On Tue, Oct 29, 2013 at 03:27:16PM +0100, Ingo Molnar wrote:
> 
> * Neil Horman <nhorman@tuxdriver.com> wrote:
> 
> > So, I apologize, you were right.  I was running the test.sh script 
> > but perf was measuring itself. [...]
> 
> Ok, cool - one mystery less!
> 
> > Which overall looks alot more like I expect, save for the parallel 
> > ALU cases. It seems here that the parallel ALU changes actually 
> > hurt performance, which really seems counter-intuitive.  I don't 
> > yet have any explination for that.  I do note that we seem to have 
> > more stalls in the both case so perhaps the parallel chains call 
> > for a more agressive prefetch.  Do you have any thoughts?
> 
> Note that with -ddd you 'overload' the PMU with more counters than 
> can be run at once, which introduces extra noise.
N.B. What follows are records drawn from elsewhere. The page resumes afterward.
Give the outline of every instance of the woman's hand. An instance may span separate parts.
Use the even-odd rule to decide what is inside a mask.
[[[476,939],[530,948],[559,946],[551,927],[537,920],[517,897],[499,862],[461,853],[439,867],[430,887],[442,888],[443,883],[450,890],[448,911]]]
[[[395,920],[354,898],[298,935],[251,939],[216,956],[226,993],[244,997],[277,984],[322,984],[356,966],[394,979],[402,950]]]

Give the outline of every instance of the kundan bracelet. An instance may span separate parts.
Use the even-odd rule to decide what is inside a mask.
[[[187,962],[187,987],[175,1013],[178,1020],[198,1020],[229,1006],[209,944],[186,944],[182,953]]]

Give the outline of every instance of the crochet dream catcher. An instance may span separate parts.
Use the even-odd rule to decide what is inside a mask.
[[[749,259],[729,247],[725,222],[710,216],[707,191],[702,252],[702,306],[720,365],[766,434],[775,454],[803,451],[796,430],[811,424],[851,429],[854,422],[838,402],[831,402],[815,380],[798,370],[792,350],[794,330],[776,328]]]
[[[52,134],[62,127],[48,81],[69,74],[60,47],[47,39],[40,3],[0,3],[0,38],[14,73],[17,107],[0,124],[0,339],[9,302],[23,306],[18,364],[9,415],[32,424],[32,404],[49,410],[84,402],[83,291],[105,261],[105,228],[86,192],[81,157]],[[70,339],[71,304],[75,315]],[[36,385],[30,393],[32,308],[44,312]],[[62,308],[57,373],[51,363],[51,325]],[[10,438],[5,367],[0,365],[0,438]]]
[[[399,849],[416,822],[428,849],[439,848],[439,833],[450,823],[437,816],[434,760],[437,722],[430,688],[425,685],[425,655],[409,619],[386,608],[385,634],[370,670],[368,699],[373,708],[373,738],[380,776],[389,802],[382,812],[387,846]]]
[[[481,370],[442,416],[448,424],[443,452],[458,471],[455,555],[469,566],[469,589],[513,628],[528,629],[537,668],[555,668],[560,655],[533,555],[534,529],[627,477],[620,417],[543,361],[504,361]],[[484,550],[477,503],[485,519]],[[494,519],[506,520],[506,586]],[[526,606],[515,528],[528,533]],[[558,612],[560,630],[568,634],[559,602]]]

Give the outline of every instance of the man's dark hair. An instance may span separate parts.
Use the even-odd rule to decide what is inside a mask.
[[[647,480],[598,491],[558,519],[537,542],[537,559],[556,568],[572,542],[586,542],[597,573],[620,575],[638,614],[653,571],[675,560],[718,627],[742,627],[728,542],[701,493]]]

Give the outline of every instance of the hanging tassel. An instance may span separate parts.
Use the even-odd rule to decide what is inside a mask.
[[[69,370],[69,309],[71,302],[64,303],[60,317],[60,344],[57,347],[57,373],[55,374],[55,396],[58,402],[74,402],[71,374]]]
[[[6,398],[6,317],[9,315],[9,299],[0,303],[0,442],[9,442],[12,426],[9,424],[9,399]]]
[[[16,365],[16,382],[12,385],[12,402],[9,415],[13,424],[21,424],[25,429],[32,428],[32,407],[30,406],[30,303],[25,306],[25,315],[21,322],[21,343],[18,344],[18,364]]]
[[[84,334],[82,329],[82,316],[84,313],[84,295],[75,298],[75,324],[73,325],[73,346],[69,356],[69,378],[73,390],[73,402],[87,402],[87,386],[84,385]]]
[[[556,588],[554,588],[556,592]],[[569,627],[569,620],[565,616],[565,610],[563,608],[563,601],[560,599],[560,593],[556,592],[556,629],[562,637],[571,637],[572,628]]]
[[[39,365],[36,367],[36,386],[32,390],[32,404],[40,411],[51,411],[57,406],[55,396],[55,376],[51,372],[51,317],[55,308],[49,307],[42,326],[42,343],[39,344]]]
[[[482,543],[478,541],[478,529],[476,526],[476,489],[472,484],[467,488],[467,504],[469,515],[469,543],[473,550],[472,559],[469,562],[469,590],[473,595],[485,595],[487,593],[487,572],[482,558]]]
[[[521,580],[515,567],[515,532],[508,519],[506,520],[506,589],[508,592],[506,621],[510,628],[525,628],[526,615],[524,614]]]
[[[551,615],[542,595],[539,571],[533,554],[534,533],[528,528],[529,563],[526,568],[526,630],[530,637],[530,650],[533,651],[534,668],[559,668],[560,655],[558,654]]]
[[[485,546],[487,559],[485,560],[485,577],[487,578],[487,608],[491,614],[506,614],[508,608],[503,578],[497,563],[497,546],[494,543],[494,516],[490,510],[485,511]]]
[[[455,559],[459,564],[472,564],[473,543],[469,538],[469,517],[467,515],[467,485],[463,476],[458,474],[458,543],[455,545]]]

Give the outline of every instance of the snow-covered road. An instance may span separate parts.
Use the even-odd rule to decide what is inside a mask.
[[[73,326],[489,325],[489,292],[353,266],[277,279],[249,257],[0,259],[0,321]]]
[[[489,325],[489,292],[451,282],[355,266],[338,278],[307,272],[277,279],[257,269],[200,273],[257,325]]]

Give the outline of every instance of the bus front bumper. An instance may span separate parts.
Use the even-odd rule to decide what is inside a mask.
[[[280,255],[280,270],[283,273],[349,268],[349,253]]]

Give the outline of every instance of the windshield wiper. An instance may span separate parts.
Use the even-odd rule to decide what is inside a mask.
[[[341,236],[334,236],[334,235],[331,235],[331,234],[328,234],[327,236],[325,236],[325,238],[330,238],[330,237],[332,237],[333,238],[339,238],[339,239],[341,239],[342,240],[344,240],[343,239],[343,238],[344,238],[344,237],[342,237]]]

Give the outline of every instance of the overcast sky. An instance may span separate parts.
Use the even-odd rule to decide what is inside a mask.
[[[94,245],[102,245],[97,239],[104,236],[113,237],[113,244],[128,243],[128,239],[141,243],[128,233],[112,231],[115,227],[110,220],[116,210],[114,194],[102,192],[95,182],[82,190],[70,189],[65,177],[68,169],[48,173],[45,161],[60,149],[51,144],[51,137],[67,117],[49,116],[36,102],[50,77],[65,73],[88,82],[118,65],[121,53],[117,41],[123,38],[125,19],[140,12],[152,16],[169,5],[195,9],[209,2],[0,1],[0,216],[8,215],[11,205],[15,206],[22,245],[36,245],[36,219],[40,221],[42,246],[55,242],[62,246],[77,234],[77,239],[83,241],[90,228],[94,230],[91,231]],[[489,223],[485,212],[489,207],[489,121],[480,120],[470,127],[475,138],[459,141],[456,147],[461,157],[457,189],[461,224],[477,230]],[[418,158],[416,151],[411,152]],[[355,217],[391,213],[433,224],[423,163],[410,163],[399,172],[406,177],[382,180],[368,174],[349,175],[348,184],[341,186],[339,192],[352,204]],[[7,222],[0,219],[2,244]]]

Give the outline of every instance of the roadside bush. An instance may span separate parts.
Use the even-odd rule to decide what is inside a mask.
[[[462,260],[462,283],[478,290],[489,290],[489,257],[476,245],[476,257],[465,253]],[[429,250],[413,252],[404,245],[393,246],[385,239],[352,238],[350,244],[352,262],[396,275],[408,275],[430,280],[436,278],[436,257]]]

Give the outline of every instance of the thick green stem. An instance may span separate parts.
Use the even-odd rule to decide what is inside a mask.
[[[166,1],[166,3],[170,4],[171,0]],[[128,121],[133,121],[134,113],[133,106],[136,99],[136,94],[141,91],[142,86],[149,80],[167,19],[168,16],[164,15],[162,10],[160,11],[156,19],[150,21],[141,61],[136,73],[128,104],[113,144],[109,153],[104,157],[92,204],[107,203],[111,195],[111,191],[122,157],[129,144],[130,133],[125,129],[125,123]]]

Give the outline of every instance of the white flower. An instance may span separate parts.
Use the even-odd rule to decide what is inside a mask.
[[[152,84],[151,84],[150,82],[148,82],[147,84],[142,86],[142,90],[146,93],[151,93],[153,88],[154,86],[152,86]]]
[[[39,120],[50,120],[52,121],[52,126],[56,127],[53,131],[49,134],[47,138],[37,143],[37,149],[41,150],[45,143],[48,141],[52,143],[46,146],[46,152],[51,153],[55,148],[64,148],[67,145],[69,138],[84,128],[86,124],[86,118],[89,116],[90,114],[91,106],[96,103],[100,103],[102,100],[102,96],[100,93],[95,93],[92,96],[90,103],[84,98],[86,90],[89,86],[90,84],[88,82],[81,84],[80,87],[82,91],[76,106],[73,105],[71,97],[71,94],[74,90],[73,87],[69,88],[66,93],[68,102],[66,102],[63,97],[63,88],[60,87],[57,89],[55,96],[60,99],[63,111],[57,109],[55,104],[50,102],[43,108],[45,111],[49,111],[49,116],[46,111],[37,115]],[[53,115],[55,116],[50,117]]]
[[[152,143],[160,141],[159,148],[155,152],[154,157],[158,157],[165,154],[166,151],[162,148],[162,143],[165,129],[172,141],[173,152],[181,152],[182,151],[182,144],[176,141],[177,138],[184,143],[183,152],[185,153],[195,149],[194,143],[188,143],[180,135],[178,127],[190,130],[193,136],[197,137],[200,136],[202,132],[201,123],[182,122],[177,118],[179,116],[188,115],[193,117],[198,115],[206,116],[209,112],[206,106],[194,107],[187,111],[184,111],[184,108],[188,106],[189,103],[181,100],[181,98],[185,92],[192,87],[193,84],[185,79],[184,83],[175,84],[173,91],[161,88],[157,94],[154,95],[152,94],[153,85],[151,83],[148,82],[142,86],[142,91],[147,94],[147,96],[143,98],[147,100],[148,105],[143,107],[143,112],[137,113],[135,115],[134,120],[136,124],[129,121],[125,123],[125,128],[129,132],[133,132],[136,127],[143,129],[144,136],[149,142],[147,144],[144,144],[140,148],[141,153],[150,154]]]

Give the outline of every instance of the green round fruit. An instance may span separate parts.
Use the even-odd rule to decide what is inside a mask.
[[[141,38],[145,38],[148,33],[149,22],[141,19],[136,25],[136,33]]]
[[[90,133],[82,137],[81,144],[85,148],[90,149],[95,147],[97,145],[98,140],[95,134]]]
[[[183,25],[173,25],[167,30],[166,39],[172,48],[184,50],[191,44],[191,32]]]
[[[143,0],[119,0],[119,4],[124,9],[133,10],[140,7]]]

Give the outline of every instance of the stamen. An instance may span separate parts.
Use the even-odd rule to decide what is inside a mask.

Since you are 
> running the tests for 0.150 secs or so, the results are not very 
> representative:
> 
>                734 dTLB-load-misses          #    0.00% of all dTLB cache hits   ( +-  8.40% ) [13.94%]
>         13,314,660 iTLB-loads                #  280.759 M/sec                    ( +-  0.05% ) [12.97%]
> 
> with such low runtimes those results are very hard to trust.
> 
> So -ddd is typically used to pick up the most interesting PMU events 
> you want to see measured, and then use them like this:
> 
>    -e dTLB-load-misses -e iTLB-loads
> 
> etc. For such short runtimes make sure the last column displays 
> close to 100%, so that the PMU results become trustable.
> 
> A nehalem+ PMU will allow 2-4 events to be measured in parallel, 
> plus generics like 'cycles', 'instructions' can be added 'for free' 
> because they get counted in a separate (fixed purpose) PMU register.
> 
> The last colum tells you what percentage of the runtime that 
> particular event was actually active. 100% (or empty last column) 
> means it was active all the time.
> 
> Thanks,
> 
> 	Ingo
> 

Hmm, 

I ran this test:

for i in `seq 0 1 3`
do
echo $i > /sys/module/csum_test/parameters/module_test_mode
taskset -c 0 perf stat --repeat 20 -C 0 -e L1-dcache-load-misses -e L1-dcache-prefetches -e cycles -e instructions -ddd ./test.sh
done

And I updated the test module to run for a million iterations rather than 100000 to increase the sample size and got this:


Base:
 Performance counter stats for './test.sh' (20 runs):

        47,305,064 L1-dcache-load-misses     #    2.09% of all L1-dcache hits    ( +-  0.04% ) [18.74%]
                 0 L1-dcache-prefetches                                         [18.75%]
    13,906,212,348 cycles                    #    0.000 GHz                      ( +-  0.05% ) [18.76%]
     4,426,395,949 instructions              #    0.32  insns per cycle          ( +-  0.01% ) [18.77%]
     2,261,551,278 L1-dcache-loads                                               ( +-  0.02% ) [18.76%]
        47,287,226 L1-dcache-load-misses     #    2.09% of all L1-dcache hits    ( +-  0.04% ) [18.76%]
       276,842,685 LLC-loads                                                     ( +-  0.01% ) [18.76%]
        46,454,114 LLC-load-misses           #   16.78% of all LL-cache hits     ( +-  0.05% ) [18.76%]
     1,048,894,486 L1-icache-loads                                               ( +-  0.07% ) [18.76%]
           472,205 L1-icache-load-misses     #    0.05% of all L1-icache hits    ( +-  1.19% ) [18.76%]
     2,260,639,613 dTLB-loads                                                    ( +-  0.01% ) [18.75%]
               172 dTLB-load-misses          #    0.00% of all dTLB cache hits   ( +- 35.14% ) [18.74%]
     1,048,732,481 iTLB-loads                                                    ( +-  0.07% ) [18.74%]
                19 iTLB-load-misses          #    0.00% of all iTLB cache hits   ( +- 39.75% ) [18.73%]
                 0 L1-dcache-prefetches                                         [18.73%]
                 0 L1-dcache-prefetch-misses                                    [18.73%]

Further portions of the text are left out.